Un Parlamento diviso
Una cosa comunque sembra piuttosto certa: il prossimo Parlamento europeo raggiungerà livelli di frammentazione partitica tra i più alti mai registrati in Europa occidentale dalla fine della Seconda guerra mondiale. Per misurare la frammentazione partitica si può utilizzare un indice chiamato ‘numero effettivo di partiti’: più è alto, più il Parlamento ospita molti partiti di dimensioni medio-grandi, il che complica la formazione di maggioranze politiche stabili. Per il Parlamento europeo, l’indice, che nel 2004 si attestava intorno ai 4 ‘partiti effettivi’, dopo maggio potrebbe schizzare a 7,5. Per confronto, il Parlamento olandese, attualmente il più frammentato in Europa, ha un numero effettivo di partiti vicino a 8.
A complicare ulteriormente le cose, alcuni partiti nazionali non appartengono al gruppo politico europeo che ci si potrebbe attendere. È il caso per esempio del partito Fidesz del premier ungherese Viktòr Orbán, notoriamente poco vicino a posizioni moderate e tuttavia ospitato dal centrista Ppe in un rapporto di mutua convenienza.
In questo caso vale il discorso inverso rispetto al partito di Macron: Fidesz potrebbe raccogliere 14 seggi, equivalenti al 2% del totale, e in uno scenario di perdita di consensi della maggioranza tradizionale il suo ruolo potrebbe diventare ancora più importante. Un secondo elemento, altrettanto cruciale, è che dopo l’esito del voto alcuni partiti tendono a spostarsi da un gruppo all’altro, o a fondarne di nuovi.

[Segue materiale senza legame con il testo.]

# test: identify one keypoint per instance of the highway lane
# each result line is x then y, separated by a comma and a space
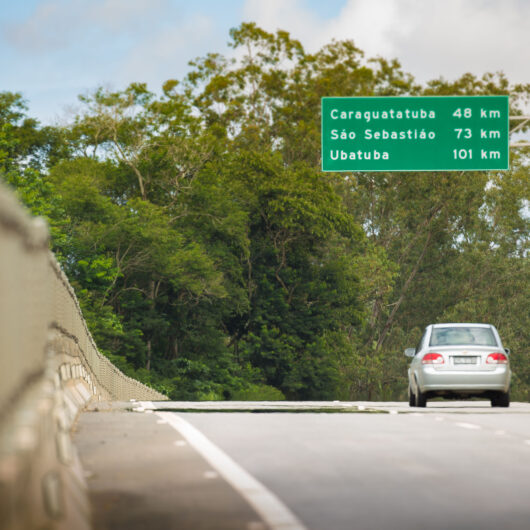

Riassumendo e guardando al futuro: la grande coalizione centrista dovrebbe perdere consensi ma sopravvivere. Le opposizioni saranno divise e ‘in flusso’. Tutto cambia perché nulla cambi? Probabilmente no: l’elevata frammentazione renderà sempre più difficile prendere decisioni condivise. E alle opposizioni anti-europee potrebbe bastare lo stallo del Parlamento europeo, anche se provocato da loro, per dimostrare come l’Europa dei burocrati sia sempre più incapace di riformarsi per il bene dei cittadini. È dunque prevedibile che lo scaricabarile delle colpe nazionali verso Bruxelles prosegua, ma con una frequenza e una intensità persino superiori a quelle odierne.
In questo perenne tiro alla fune, tuttavia, anche i partiti euro-scettici hanno interesse che la corda non si spezzi. Senza l’Unione europea, perderebbero il capro espiatorio perfetto. Ma più crescono le tensioni, più è possibile che qualcuno tiri troppo e che il giocattolo si rompa. Mentre in Europa tutti continuano a guardare ai Governi nazionali, e dunque al Consiglio europeo, chissà che dopo maggio non sia proprio l’emiciclo più ignorato dai media a diventare il luogo in cui prenderà realmente corpo lo scontro che potrebbe decidere le sorti dell’Unione europea del futuro.
Questo articolo è stato realizzato nell’ambito dell’Osservatorio IAI-ISPI sulla politica estera italiana.